World commission on Environment and Development defines sustainability as ‘development that meets the needs of the present without compromising the ability of future generations to meet their own needs'. The concept of Sustainability requires study of complex integrated systems such as environment, economy, industry, technology, ecology, society, law etc. Usually sustainability is studied through various indices which represent the key components of the system. However there is no general underlying mathematical theory embodying concepts from the different components of the general system. The conceptual difficulties arise from the fact that the area of sustainability cannot be successfully investigated within the confines of a single discipline, which leads to severe operational difficulties in cross-disciplinary approaches. The key to the study of sustainability lies in building a unified theory involving all the relevant disciplines.

We have developed such a unified theory for sustainability based on Fisher information theory. The sound logic behind using information theory is that since there is no general underlying similarity between the information or data from different disciplines (such as social and economic data) we need to device a mechanism where any type of data can be converted into information regardless of disciplinary origin, which is precisely what information theory addresses. Information therefore serves as common interdisciplinary bridge. Furthermore, Fisher information is a very fundamental quantity from which many other known laws of nature can be derived.

The Fisher theory can be used to study the sustainability of the system (e.g. ocean) regime and detect regime changes (e.g. interannual, interdecadal changes) inflicted to the system, both natural (e.g. cyclones) and anthropogenic (e.g. industrial green house emissions). As per the theory the state of a system is defined by its state variables i.e. if one knows the values of the state variables one knows the state of the system. The behavior of these variables with time determines the stability or sustainability of the system.

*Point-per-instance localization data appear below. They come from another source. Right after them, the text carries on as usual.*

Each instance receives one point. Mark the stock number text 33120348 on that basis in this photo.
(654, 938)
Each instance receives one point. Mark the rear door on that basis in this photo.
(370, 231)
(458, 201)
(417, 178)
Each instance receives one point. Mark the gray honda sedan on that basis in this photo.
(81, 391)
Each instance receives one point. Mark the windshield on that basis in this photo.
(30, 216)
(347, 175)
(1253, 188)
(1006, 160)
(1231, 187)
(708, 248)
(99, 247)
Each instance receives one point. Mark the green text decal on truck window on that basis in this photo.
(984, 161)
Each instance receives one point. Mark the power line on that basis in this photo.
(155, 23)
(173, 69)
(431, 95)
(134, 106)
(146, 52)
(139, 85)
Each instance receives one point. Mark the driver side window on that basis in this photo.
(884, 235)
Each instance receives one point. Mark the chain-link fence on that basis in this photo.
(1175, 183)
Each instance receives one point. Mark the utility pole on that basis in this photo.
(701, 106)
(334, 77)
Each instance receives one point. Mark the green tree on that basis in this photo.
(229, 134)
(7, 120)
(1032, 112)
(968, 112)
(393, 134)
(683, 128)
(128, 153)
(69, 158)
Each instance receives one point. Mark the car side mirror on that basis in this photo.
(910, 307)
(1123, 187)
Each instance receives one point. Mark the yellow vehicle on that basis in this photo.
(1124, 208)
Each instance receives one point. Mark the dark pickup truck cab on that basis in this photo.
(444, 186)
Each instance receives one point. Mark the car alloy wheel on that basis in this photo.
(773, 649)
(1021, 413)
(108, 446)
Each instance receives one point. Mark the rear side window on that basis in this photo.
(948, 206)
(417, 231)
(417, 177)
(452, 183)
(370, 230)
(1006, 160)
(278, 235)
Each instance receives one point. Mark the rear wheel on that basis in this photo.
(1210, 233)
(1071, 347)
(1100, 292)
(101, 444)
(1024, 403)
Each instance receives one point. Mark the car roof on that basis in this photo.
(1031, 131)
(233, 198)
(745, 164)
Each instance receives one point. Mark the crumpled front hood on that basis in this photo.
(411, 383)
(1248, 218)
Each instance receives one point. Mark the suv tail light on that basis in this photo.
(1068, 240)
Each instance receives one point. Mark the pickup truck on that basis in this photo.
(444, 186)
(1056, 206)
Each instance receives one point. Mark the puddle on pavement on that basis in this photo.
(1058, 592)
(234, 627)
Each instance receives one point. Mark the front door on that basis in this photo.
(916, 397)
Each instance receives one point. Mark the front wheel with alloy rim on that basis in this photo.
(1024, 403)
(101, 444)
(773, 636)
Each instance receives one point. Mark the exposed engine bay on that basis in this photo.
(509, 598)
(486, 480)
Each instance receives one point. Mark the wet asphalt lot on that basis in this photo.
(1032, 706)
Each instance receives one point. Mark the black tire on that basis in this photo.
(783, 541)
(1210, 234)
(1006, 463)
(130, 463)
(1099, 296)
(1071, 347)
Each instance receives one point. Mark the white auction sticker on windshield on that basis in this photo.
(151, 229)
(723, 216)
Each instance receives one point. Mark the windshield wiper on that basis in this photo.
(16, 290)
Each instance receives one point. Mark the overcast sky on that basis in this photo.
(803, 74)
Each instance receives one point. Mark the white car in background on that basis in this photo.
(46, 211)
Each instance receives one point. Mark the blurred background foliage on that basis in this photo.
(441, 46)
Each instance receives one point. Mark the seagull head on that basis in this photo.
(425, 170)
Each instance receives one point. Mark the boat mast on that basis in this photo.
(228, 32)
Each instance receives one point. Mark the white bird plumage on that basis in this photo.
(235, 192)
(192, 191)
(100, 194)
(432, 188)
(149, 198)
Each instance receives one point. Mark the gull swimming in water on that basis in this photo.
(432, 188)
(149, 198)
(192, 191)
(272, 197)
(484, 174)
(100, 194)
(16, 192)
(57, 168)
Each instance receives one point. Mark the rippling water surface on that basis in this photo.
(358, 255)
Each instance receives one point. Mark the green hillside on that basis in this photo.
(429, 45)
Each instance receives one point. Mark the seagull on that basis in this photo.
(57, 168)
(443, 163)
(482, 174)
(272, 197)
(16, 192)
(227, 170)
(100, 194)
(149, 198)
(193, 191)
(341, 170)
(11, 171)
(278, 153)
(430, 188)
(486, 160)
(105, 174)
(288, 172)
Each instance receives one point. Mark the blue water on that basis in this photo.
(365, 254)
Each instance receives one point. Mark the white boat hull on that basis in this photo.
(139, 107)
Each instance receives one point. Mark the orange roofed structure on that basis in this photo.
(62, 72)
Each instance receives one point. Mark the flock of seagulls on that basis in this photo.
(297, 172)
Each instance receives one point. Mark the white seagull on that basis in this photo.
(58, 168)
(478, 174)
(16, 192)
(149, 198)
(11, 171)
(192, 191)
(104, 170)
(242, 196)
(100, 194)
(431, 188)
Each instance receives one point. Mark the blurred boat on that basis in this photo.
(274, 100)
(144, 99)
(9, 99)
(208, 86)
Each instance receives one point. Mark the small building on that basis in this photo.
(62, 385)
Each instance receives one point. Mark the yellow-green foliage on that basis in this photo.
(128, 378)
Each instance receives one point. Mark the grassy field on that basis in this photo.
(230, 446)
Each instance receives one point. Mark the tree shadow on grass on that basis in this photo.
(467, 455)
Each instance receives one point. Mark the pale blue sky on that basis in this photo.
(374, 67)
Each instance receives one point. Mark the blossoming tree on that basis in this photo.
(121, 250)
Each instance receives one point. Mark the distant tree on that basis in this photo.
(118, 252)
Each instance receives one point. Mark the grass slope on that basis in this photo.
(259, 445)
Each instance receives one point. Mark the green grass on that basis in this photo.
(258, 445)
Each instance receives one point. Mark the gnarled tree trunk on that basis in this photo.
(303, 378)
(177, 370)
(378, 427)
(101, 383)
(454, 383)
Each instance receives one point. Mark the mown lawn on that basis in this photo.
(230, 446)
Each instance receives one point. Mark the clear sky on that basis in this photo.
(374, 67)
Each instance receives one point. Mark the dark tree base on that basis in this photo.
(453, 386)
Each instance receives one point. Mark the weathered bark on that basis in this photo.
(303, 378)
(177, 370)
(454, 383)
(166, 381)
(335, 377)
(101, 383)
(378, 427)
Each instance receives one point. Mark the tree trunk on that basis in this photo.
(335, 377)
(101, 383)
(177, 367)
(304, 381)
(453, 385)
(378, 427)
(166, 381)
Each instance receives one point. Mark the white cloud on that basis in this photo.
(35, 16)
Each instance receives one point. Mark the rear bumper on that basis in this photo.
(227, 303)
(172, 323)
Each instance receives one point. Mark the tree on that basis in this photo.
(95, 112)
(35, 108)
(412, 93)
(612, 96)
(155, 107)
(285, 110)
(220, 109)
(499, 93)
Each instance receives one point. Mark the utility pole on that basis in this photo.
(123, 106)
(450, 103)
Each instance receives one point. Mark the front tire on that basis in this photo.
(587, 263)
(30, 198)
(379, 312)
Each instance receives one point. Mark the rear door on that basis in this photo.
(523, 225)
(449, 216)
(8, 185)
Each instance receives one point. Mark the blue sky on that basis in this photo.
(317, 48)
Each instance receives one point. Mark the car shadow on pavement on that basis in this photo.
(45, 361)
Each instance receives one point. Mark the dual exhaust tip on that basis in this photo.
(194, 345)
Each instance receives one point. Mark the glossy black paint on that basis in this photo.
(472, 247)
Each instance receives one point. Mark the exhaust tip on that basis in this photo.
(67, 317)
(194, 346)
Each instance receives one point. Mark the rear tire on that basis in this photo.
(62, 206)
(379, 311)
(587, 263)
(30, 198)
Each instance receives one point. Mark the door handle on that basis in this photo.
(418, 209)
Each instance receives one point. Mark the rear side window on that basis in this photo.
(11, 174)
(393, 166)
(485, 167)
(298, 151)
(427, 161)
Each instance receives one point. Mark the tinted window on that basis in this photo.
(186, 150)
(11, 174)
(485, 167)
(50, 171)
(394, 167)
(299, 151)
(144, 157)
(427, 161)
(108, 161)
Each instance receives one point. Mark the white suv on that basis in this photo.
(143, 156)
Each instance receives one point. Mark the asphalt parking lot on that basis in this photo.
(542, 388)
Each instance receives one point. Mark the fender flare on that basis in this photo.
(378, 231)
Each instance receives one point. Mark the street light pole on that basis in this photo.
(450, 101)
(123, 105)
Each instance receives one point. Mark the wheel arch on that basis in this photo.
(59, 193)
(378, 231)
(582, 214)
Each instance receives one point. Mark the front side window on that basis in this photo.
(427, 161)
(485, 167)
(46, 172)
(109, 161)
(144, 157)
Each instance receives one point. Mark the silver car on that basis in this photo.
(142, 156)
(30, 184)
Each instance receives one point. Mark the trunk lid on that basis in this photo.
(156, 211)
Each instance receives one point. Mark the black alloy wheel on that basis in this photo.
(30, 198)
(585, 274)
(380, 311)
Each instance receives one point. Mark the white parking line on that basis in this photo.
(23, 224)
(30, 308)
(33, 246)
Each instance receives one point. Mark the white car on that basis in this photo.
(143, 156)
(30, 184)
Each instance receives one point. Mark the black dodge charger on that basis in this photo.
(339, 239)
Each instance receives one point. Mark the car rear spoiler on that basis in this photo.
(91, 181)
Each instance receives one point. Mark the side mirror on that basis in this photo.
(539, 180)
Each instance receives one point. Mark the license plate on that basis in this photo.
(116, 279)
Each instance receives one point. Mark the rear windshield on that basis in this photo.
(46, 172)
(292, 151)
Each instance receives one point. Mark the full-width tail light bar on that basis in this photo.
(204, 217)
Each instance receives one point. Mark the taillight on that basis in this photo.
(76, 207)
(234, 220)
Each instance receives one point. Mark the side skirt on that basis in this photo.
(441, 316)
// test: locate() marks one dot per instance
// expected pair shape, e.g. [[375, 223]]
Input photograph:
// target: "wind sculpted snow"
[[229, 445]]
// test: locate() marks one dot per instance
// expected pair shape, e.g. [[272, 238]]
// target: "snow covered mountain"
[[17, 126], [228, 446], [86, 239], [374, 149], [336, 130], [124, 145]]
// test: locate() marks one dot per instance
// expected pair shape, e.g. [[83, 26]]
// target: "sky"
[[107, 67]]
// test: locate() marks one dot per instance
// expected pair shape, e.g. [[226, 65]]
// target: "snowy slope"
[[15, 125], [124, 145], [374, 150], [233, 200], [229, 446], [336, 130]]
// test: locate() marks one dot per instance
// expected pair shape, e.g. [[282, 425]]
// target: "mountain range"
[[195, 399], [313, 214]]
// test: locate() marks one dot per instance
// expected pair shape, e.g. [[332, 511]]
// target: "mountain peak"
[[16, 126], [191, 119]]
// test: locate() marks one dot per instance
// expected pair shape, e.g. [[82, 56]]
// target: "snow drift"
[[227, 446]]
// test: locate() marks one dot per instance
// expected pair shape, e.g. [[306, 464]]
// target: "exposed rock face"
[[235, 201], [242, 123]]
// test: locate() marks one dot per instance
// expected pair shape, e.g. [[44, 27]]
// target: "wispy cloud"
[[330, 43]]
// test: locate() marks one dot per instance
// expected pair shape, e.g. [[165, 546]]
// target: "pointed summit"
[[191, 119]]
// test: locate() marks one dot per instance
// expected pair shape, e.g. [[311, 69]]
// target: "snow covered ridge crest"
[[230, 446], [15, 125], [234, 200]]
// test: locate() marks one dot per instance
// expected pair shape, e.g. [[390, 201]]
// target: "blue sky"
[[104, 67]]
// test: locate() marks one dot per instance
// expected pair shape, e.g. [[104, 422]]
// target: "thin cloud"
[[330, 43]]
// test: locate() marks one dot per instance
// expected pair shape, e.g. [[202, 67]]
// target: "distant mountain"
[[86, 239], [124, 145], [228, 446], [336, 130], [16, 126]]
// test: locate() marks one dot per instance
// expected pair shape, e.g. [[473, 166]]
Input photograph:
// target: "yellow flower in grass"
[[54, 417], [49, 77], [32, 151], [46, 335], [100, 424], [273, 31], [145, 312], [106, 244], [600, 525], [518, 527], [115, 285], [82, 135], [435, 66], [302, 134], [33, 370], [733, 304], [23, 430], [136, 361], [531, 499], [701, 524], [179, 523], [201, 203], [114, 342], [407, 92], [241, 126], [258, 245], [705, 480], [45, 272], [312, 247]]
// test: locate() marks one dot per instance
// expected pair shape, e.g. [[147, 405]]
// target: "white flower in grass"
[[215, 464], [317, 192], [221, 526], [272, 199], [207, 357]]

The first and the most crucial step is the identification of the state variables representing the system (in most case these variables would cut across various disciplines). The variables are then mapped into n-dimensional (for ‘n' variables) state-space trajectory which needs to be tracked with time. The calculation of fisher information involves binning of all the state points into an n-dimensional state grid. The size and shape of the n-dimensional grid is determined by the uncertainties associated with the measurement of the n-variables. In order to calculate the Fisher information it is necessary to determine a probability density function (PDF), which has to be extracted from the state-space mapping, for the system in question. The general idea is that the more time a system spends in a specific state, the more likely one is to find it in that state when sampling. When normalized over the entire space of possibilities, a PDF over the states of the system results.

Since the Fisher information contains the first derivative of the PDF it tracks the fluctuations in the slope of the PDF and hence it is a local measure as against other information such as Shannon information which is a global measure. Since fisher information tracks local fluctuations it is ideal for regime change studies.

This theory is employed to study the Pacific Ocean regime shifts that have occurred in the last century. Concrete evidence of climate-ocean variability and the ecosystem response in northern pacific are analyzed through fisher information. The study involves 65 environmental and biological variables of Pacific Ocean.